TranslatorSRI / bl_lookup

Biolink Model Lookup Service
MIT License
0 stars 0 forks source link

Mixins included in /ancestors, but not /descendants? #42

Closed amykglen closed 3 years ago

amykglen commented 3 years ago

here's an example - this query for ancestors of NucleicAcidEntity:

curl -X GET "https://bl-lookup-sri.renci.org/bl/NucleicAcidEntity/ancestors?version=2.1.0" -H  "accept: application/json"

returns ancestors including some mixins, like PhysicalEssence:

[
  "biolink:MolecularEntity",
  "biolink:ChemicalEntity",
  "biolink:NamedThing",
  "biolink:Entity",
  "biolink:GenomicEntity",
  "biolink:ThingWithTaxon",
  "biolink:PhysicalEssence",
  "biolink:PhysicalEssenceOrOccurrent",
  "biolink:OntologyClass",
  "biolink:ChemicalOrDrugOrTreatment",
  "biolink:ChemicalEntityOrGeneOrGeneProduct",
  "biolink:ChemicalEntityOrProteinOrPolypeptide"
]

but a query for descendants of NucleicAcidEntity:

curl -X GET "https://bl-lookup-sri.renci.org/bl/NucleicAcidEntity/descendants?version=2.1.0" -H  "accept: application/json"

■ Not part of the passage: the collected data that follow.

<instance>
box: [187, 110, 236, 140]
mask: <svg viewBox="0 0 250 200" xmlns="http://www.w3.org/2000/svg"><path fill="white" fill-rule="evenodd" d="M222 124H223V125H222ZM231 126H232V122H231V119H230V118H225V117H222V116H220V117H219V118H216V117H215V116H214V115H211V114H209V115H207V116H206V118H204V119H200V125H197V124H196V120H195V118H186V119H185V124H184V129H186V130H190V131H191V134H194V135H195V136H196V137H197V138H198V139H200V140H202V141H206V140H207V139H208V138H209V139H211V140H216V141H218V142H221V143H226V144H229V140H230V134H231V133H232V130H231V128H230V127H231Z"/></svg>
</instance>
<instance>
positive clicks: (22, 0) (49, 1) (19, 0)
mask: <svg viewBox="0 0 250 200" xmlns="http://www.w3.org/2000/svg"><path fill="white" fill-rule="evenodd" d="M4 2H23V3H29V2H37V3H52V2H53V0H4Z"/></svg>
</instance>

does not return any mixins:

[
  "biolink:NucleicAcidEntity",
  "biolink:Transcript",
  "biolink:RNAProduct",
  "biolink:NoncodingRNAProduct",
  "biolink:MicroRNA",
  "biolink:SiRNA",
  "biolink:RNAProductIsoform",
  "biolink:Exon",
  "biolink:CodingSequence"
]

is that how it's supposed to work?

I admit I'm still kind of new to the concept of mixins, so it may just be that my understanding is lacking here. but if they're supposed to be included, I'd think the descendants of NucleicAcidEntity would look something like this?

[
                "biolink:UnclassifiedOntologyClass",
                "biolink:GeneProductIsoformMixin",
                "biolink:CodingSequence",
                "biolink:OntologyClass",
                "biolink:GenomicEntity",
                "biolink:NucleicAcidEntity",
                "biolink:RNAProduct",
                "biolink:Transcript",
                "biolink:Exon",
                "biolink:SiRNA",
                "biolink:RNAProductIsoform",
                "biolink:TaxonomicRank",
                "biolink:PhysicalEssence",
                "biolink:GeneOntologyClass",
                "biolink:GeneProductMixin",
                "biolink:RelationshipType",
                "biolink:MicroRNA",
                "biolink:NoncodingRNAProduct"
            ]
cbizon commented 3 years ago

Hi @amykglen sorry for sleeping on this question. I think that it's operating as intended?

Mixins are simply other ancestors for an entity, so for Nucleic acid entity, the model says this:

  nucleic acid entity:
    is_a: molecular entity
    description: >-
      A nucleic acid entity is a molecular entity characterized by
      availability in gene databases of nucleotide-based sequence
      representations of its precise sequence; for convenience of
      representation, partial sequences of various kinds are included.
    aliases: [ 'sequence feature', 'genomic entity' ]
    mixins:
      - genomic entity
      - physical essence
      - ontology class

So it has 4 "parents": molecular entity, genomic entity, physical essence, and ontology class. The set of its ancestors is those 4 parents, plus all their parents etc etc.

The descendents are those things that have nucleic acid entity as an ancestor. I don't think it's possible for a mixin to have a non-mixin as an ancestor, so you shouldn't see any mixins as descendents of nucleic acid entity.

For example, biolink:GeneProductIsoformMixin has as its ancestor "gene product mixin" which has as its ancestor "gene or gene product" which has as its ancestor "macromolecular machine mixin" which has no more ancestors. So nucleic acid entity is not an ancestor of gene product isoform mixin, which is therefore not a descendent of nucleic acid entity.

Does that make sense?

amykglen commented 3 years ago

Ok, got it. Thanks for the explanation!

That's interesting... so when determining descendants for a mixin (e.g., GeneProductMixin), is the logic to:

1) figure out which categories GeneProductMixin is listed as a mixin for (Protein and RNAProduct), and then 1) find all the descendants of those categories identified in step 1 (ProteinIsoform, NoncodingRNAProduct, etc.) 1) also find any mixin descendants of GeneProductMixin (GeneProductIsoformMixin)

and return the union?

cbizon commented 3 years ago

And also return any categories and descendants from 3. Now, to be clear, I didn't implement this- it's part of Biolink Model Toolkit, but this is my understanding.

I'll go ahead and close this issue, but feel free to reopen if necessary.